You know,_* I* cannot_ sing anymore = alam mo, _hindi *ko* na kaya_ng kumanta


----------



## Roshini

Oh ok. What does kayang here mean? Isn't it, 
cannot sing - hindi kumanta
But yours is different. How so??


----------



## wEi-wEi

hindi makakanta - cannot sing
hindi kumanta - didn't sang/sing
hindi kumakanta - not singing

i used that 'coz that's the appropriate thing to use in the sentence... it really doesn't mean cannot sing i just putted it that way.. hehe!


----------



## Roshini

hehe...Thanks alot. I really learnt a lot to day. 
I cannot sing - Hindi makakanta ako.
Is this right?


----------



## Roshini

Please make sentences with the other two words as well, 
hindi kumanta - didn't sang/sing
hindi kumakanta - not singing
 Thanks.


----------



## wEi-wEi

almost correct... but... hehe! it's "hindi ako makakanta." almost there! *cheering!*  hindi kumanta    *Carol didn't sang yesterday = Hindi kumanta si Carol kahapon.  hindi kumakanta    *Bryan don't sing. = Hindi kumakanta si Bryan.  ok, na ba? tingin mo, ok na bang paliwanag iyan? or gusto mo pa ng ibang halimbawa?  *is it ok? do you think, that explanation is alright? or you want me to give more examples? ^_^


----------



## Roshini

Hindi po. tamana iyan. Okey lang po. Pero kung ibang halimbawa, mabuti naman. Good for ako also. Thanka again.

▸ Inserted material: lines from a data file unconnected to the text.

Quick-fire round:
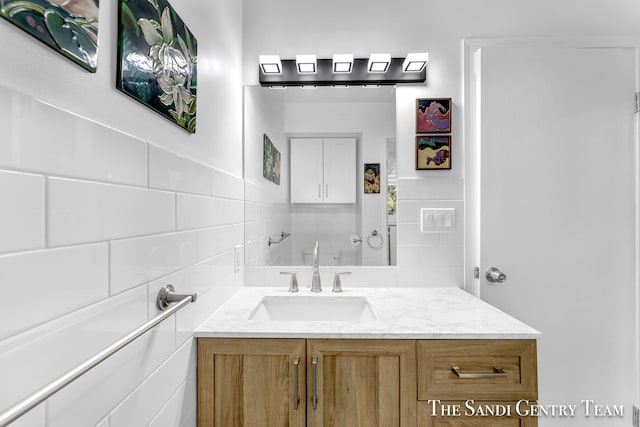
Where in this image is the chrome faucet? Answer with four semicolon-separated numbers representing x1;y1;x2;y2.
311;240;322;292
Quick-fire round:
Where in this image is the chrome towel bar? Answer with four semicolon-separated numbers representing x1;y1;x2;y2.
0;285;197;427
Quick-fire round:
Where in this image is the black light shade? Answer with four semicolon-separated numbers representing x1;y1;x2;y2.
259;58;427;87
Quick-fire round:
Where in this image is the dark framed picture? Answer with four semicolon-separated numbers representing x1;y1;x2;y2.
262;133;281;185
364;163;380;194
116;0;198;133
416;98;451;133
416;135;451;170
0;0;99;73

C'ya.


----------



## wEi-wEi

> tamana


tama na
^_^

do you want some halimbawa of ako?


----------



## Roshini

mmmm.... can also, and translate (can also) in tagalog. Hehehe. More halimbawa of ako.


----------



## wEi-wEi

ako ay nag-lalaro = i am playing...

can also = puwede rin/din

i *can also* write = nakakapagsulat *din* ako.
i *can also* have that = *puwede rin *ako'ng magkaroon niyan


----------



## Roshini

Oh sige. But, what about, Can I also have that? Translate this.


----------



## wEi-wEi

_*Can I also*_ have that? =_* puwede rin* bang _magkaroon ako niyan?


----------



## Roshini

What about translating these:May mga natutuhan na ako  
*Nasaan Ka Man?*
* *
_mararamdaman ng mga manunood na nagmamahalan sila_
_Kung mag_-express _ako ng pagmamahal o pag-ibig sa isang babae, ganun din_
 
_thanks. _


----------



## wEi-wEi

May mga natutuhan na ako = i learned lots of  things
*Nasaan Ka Man?* =  wherever you are?

_mararamdaman ng mga manunood na nagmamahalan sila_
_Kung mag_-express _ako ng pagmamahal o pag-ibig sa isang babae, ganun din = audience can feel  that they're inlove if i'll be expressing my love to a certain girl, same too/same here_


----------



## Roshini

Oh ok. Sige, salamat ya. may mga natutuhan na ako sa sa'yo. Ako mararamdaman a little easy na about tagalog, all thanks to ikaw. Magandang araw sa 'yo.


----------